Psalm 82. Let’s set the scene:
God stands amidst what might be called His divine council in heaven. God is of course supreme, but his angels are also there. Using language which is elsewhere in scripture, the Psalmist describes these angels as “elohim” (gods) and “sons of the most high.”

This divine council language is also used elsewhere in scripture. Psalm 89:5-7 speaks of a council of “holy ones” in heaven–sons of God. Job likewise speaks of the sons of God (including Satan) presenting themselves before God in heaven.

In Psalm 82, these angelic beings (seemingly fallen demons) are being chastised by God for their evil influence upon the nations. This chastisement carries a warning of apocalyptic judgment:
“‘You are gods, And all of you are sons of the Most High. Nevertheless you will die like men And fall like any one of the princes.’ Arise, O God, judge the earth! For it is You who possesses all the nations” (Ps. 82:6-8, NASB).

Unlike with humans, death is not a natural part of the angelic life. Yet in this warning, God claims that these fallen angels will die just like men do. In the human experience, and in the Hebrew belief system, death is a cessation of life and personality. In Psalm 82, we learn that this death is the ultimate fate of those angels who mismanaged their responsibilities and rebelled against God. Since the unredeemed will share in the place of consuming fire “prepared for the devil and his angels” (Mat. 25:41), it will likewise be the fate of every human being who is not found to be in Christ.

Thus, final punishment for both men and angels consists of this–cessation of existence.

2 thoughts on “Psalm 82 – The Annihilation of Men and Angels”

  1. I think you got it wrong.

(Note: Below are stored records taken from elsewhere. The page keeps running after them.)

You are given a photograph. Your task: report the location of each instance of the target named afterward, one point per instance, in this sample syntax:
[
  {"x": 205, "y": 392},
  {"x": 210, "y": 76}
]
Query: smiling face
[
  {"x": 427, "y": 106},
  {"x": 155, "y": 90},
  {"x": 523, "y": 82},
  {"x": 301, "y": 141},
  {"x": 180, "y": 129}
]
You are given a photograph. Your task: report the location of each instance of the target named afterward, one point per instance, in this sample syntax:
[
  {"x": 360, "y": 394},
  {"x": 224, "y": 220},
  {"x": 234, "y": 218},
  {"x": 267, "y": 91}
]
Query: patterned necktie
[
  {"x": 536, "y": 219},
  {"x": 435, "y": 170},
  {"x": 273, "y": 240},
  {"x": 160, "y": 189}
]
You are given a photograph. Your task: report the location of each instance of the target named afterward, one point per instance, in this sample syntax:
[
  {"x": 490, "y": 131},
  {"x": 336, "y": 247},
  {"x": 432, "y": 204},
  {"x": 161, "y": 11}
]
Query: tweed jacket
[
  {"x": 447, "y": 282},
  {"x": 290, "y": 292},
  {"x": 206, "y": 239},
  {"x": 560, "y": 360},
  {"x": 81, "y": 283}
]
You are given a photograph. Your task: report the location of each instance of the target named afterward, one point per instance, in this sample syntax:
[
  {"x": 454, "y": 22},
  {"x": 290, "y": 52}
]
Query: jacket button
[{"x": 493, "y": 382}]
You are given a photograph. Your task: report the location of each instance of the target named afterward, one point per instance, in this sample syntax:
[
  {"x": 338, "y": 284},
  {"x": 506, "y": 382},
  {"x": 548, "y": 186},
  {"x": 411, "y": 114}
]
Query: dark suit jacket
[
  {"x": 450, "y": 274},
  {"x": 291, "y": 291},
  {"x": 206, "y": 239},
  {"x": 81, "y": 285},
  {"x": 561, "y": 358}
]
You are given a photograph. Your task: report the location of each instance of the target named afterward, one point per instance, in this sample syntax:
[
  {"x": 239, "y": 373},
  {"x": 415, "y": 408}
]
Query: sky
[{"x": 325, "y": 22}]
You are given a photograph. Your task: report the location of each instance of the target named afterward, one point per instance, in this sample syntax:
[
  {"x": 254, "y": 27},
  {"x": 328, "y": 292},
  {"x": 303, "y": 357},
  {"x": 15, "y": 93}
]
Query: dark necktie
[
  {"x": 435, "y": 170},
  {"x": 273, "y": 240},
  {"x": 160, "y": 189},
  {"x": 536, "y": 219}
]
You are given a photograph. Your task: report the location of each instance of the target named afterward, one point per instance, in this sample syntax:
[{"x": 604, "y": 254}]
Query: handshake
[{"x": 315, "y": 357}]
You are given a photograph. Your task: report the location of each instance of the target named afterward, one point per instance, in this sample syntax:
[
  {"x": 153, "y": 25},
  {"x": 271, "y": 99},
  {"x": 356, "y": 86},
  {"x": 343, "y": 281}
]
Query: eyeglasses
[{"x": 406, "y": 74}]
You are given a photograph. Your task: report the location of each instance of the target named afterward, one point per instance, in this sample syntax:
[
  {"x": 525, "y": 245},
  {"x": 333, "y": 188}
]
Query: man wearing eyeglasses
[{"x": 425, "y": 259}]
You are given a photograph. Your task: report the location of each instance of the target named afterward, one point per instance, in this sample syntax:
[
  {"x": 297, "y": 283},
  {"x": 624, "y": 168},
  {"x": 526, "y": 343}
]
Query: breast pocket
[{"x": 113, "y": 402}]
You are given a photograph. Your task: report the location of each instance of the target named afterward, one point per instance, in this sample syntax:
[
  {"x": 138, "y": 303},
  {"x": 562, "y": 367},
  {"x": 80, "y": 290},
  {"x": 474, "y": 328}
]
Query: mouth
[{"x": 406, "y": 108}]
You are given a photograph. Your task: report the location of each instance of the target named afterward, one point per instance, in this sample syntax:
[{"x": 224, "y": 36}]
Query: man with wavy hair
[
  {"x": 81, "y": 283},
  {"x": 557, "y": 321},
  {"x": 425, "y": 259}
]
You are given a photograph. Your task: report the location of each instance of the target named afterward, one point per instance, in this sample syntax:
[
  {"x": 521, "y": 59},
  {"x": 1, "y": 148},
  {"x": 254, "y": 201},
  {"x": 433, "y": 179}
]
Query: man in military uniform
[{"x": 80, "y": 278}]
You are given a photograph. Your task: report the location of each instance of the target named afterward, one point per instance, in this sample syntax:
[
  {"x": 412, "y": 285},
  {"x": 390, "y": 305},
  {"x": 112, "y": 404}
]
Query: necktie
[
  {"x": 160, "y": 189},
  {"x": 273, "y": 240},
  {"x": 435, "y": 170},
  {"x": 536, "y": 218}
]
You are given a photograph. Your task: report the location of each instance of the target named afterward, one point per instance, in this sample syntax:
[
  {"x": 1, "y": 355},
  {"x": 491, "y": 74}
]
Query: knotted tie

The punishment of those angels was if they were to “die” like men, they were first to become like men in the flesh,, that is being born of woman as Jesus Christ was. Jesus Christ was the example as to how the process was to be done. Done you fine it funny that God told Jeremiah that he “Knew him” before he was born. ” The worst punishment for any angel is to become a man, and live his life in that flesh, which he despised and hated,, the reason why he was punished. Thus we all have entertained angels (Paul was one).

    1. An interesting notion! Sounds somewhat Platonic (or perhaps Mormon?)! I’m not sure that it’s consistent with the biblical witness which doesn’t mention the incarnation of angels (apart from appearing as men in visions) and seems to condemn the creation of angelic/human hybrids in Genesis 6.